With Hope imprisoned for the murder of her parents, Jessica is determined to prove her innocence. Picking her brain for any clue of this Kilgrave characters’ current location and state mind we slowly start to see the hold he had on Jessica those many months before. A memory of Jessica walking away from him on a dark night as he calls out to her permeates throughout the episode until we learn the she escaped his hypnotic grip we he was hit by a bus in a road side accident. Leaving him to die he is understandably none to happen about it and out to exact revenge in every way possible.
Her investigative skills lead to a hospital where she masquerades as a new intern with stolen scrubs and ID to find that Kilgrave was never admitted to hospital instead stealing an ambulance. When she heads to the ambulance driver’s home she learns this is nothing Kilgrave won’t do to save his own skin, literally. Jessica is shockingly confronted by yet a another victim of Kilgrave’s left wheelchair bound after a stroke and on a dialysis machine. Kilgrave had both his kidney surgically removed to tend to his own injuries, unable to speak the man starts to scratch out his assailants name on a piece of paper as Jessica swears vengeance but it isn’t Kilgrave’s name it’s a chilling plea for help, as instead writes KILL ME. This show isn’t afraid to delve in to the dark side of the human soul and it leaves us with a wonderfully powerful and haunting scene.
It’s great to see how resourceful Jessica can be and that she is good at her job despite her flaws, but she isn’t above manipulating those around her to get her way.
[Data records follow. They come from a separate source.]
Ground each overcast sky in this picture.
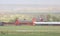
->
[0,0,60,5]
[0,0,60,10]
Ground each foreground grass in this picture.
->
[0,26,60,36]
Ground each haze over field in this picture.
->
[0,0,60,13]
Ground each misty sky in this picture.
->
[0,0,60,10]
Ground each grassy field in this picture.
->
[0,26,60,36]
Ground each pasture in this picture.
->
[0,26,60,36]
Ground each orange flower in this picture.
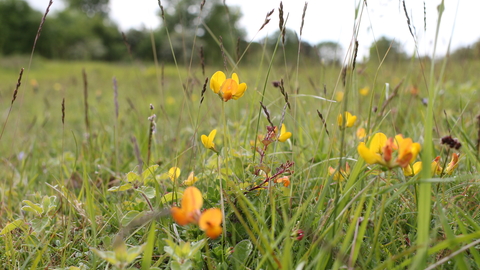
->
[171,187,203,226]
[357,132,421,169]
[171,187,222,239]
[198,208,222,239]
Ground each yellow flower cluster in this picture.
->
[357,132,421,169]
[210,71,247,102]
[170,187,222,239]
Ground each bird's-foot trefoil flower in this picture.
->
[357,132,421,169]
[200,129,218,153]
[210,71,247,102]
[183,172,198,186]
[168,167,181,182]
[171,187,222,239]
[337,112,357,127]
[328,162,351,182]
[278,124,292,142]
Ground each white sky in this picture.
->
[27,0,480,56]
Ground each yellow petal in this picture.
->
[278,124,292,142]
[183,172,198,186]
[359,86,370,96]
[210,71,227,94]
[170,206,190,226]
[168,167,180,181]
[346,112,357,127]
[232,73,240,84]
[198,208,222,239]
[208,129,217,142]
[200,135,210,149]
[357,142,381,164]
[369,132,387,153]
[181,187,203,214]
[445,153,459,174]
[413,161,422,175]
[357,128,367,139]
[337,114,343,127]
[232,83,247,100]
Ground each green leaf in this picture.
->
[31,217,50,233]
[22,200,43,215]
[231,240,253,268]
[126,244,145,263]
[108,183,133,192]
[0,219,25,235]
[120,210,144,226]
[127,172,142,183]
[138,186,156,199]
[90,248,120,265]
[142,165,158,181]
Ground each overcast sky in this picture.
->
[27,0,480,56]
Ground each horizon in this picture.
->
[27,0,480,59]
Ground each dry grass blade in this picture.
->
[300,2,308,36]
[0,68,24,140]
[258,9,275,31]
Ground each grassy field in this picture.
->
[0,5,480,269]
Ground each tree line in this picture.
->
[0,0,480,64]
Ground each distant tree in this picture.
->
[316,41,344,64]
[370,37,407,62]
[48,9,127,61]
[0,0,42,55]
[160,0,245,64]
[64,0,109,18]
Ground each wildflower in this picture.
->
[171,187,222,239]
[198,208,222,239]
[171,187,203,226]
[357,128,367,139]
[200,129,217,153]
[335,91,345,102]
[403,161,422,176]
[357,132,421,169]
[328,163,350,181]
[337,112,357,127]
[183,172,198,186]
[275,175,290,187]
[445,153,459,175]
[210,71,247,102]
[168,167,181,182]
[278,124,292,142]
[358,86,370,96]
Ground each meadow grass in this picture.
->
[0,1,480,269]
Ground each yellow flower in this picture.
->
[198,208,222,239]
[357,128,367,139]
[210,71,247,102]
[432,153,459,175]
[357,132,421,169]
[328,163,350,181]
[358,86,370,96]
[337,112,357,127]
[275,175,290,187]
[168,167,180,182]
[278,124,292,142]
[170,187,203,226]
[403,161,422,176]
[170,187,222,239]
[183,172,198,186]
[335,91,345,102]
[445,153,459,175]
[200,129,217,152]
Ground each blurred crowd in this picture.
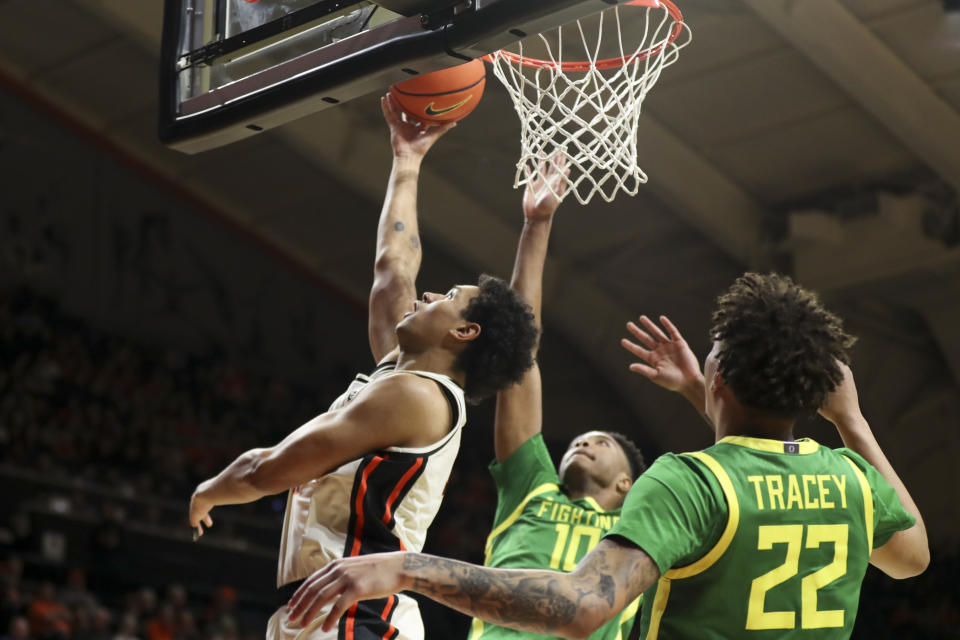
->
[0,291,960,640]
[0,555,259,640]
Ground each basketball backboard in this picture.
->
[160,0,617,153]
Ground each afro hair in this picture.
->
[710,273,856,417]
[456,274,538,404]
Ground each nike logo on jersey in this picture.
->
[423,93,473,116]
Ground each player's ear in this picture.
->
[710,371,727,394]
[615,472,633,498]
[450,322,480,343]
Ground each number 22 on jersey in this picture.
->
[746,524,849,630]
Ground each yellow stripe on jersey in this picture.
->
[717,436,820,455]
[645,571,670,640]
[583,496,607,513]
[467,618,483,640]
[616,595,643,640]
[668,450,740,580]
[843,456,873,557]
[483,482,560,564]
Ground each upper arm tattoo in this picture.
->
[404,540,659,634]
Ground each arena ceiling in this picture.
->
[0,0,960,544]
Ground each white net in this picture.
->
[487,0,690,204]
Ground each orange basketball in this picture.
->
[390,58,487,124]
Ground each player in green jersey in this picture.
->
[469,156,646,640]
[282,273,930,640]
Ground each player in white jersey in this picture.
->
[190,98,537,640]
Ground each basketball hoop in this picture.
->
[484,0,690,204]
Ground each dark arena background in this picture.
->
[0,0,960,640]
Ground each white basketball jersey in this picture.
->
[267,363,466,640]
It appears the difference is Kilgrave manipulates people to get what he wants for himself while Jones does it to get what she needs for others and in order to free Hope she needs him to confess to the murder, for that she’s gonna need him alive and she has a plan.
Her interest in Luke Cage seems more personal than professional as she warns him that one of his latest lovers is married, he calls it quits with her and she races back to her husband only to discover that he never hired a PI at all. Jessica has been keeping tabs on Cage for her own reasons.
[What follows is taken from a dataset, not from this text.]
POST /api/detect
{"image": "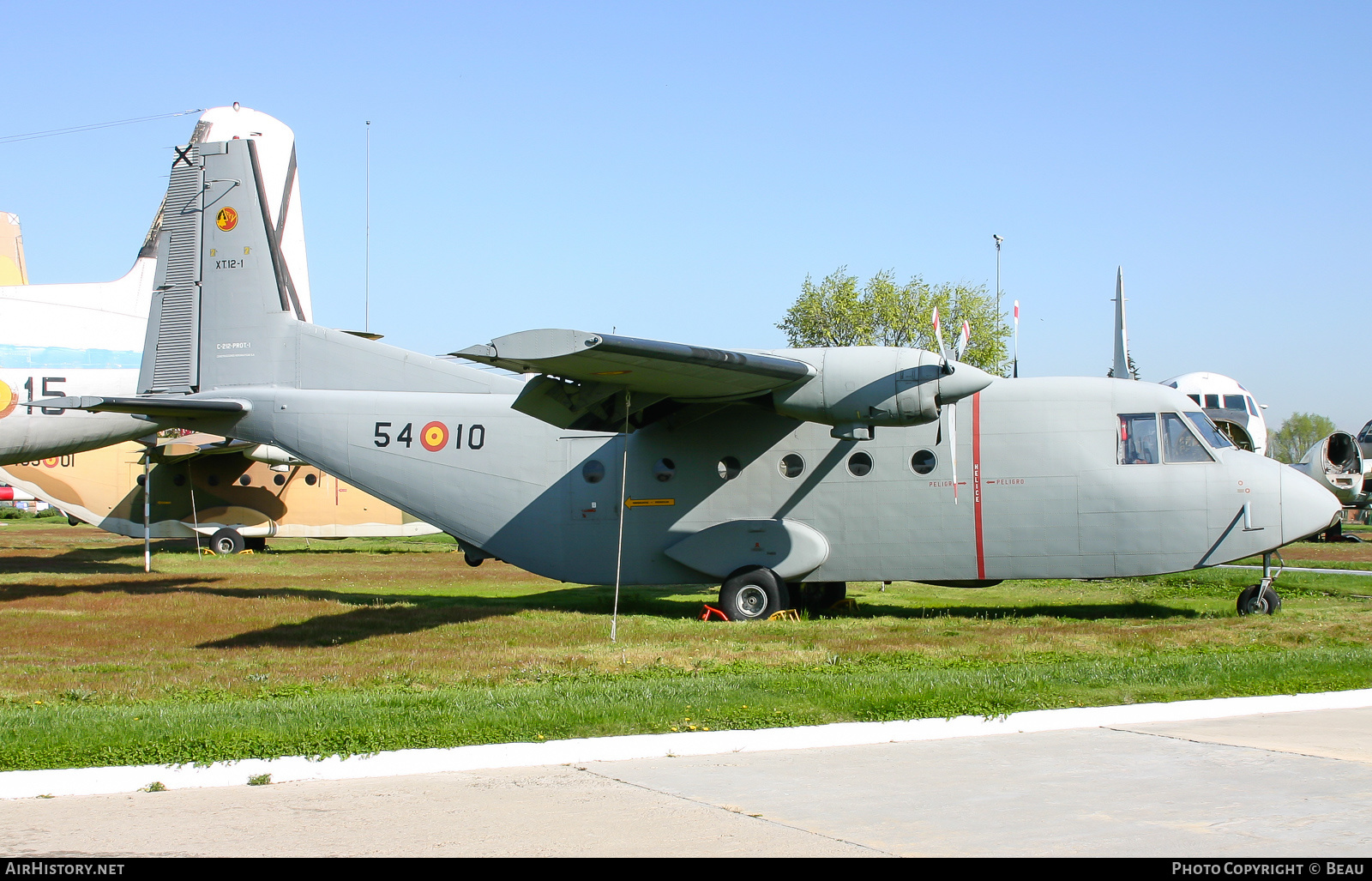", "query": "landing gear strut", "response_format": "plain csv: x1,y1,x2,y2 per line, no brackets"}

1239,552,1285,615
When the angry husband gathers up some Rugby friends to dish out punishment we see the first inclining that Cage is something else altogether. In a bar brawl he swats his attackers away with ease, to him they appear to just be like the buzzing of flies. Even a broken bottle across the throat doesn’t make a scratch as the assailant exclaims in surprise “it doesn’t cut!”. There’s more to Cage’s surface than is on the surface.
As Jessica joins the fight Luke see’s that she’s more than meets the eye too holding her own and tossing men two times her side around like rag dolls. When he confronts her later than night, he shows her just unbreakable he really is with a buzz saw to the stomach, sparks fly in all directions but it doesn’t make a scratch and those aren’t the only sparks flying. The heat of the fight and adrenaline of the battle reunite the passion between the two and what a pair they make, we officially have this century’s Ross and Rachel.
Finally we see just what Kilgrave is capable of, inviting himself in to the apartment of an unsuspecting family and making himself right at home. Just by the power of suggestion he wills the children to be seen but not heard, but even that’s not enough demanding they go stand in closet while husband and wife serve him dinner. While we don’t quite see David Tennant in full we do get to see his menace, the potential of unstoppable power like this is limitless and I can wait to see the ramifications fully as the series develops. Until the next episode, make mine Marvel.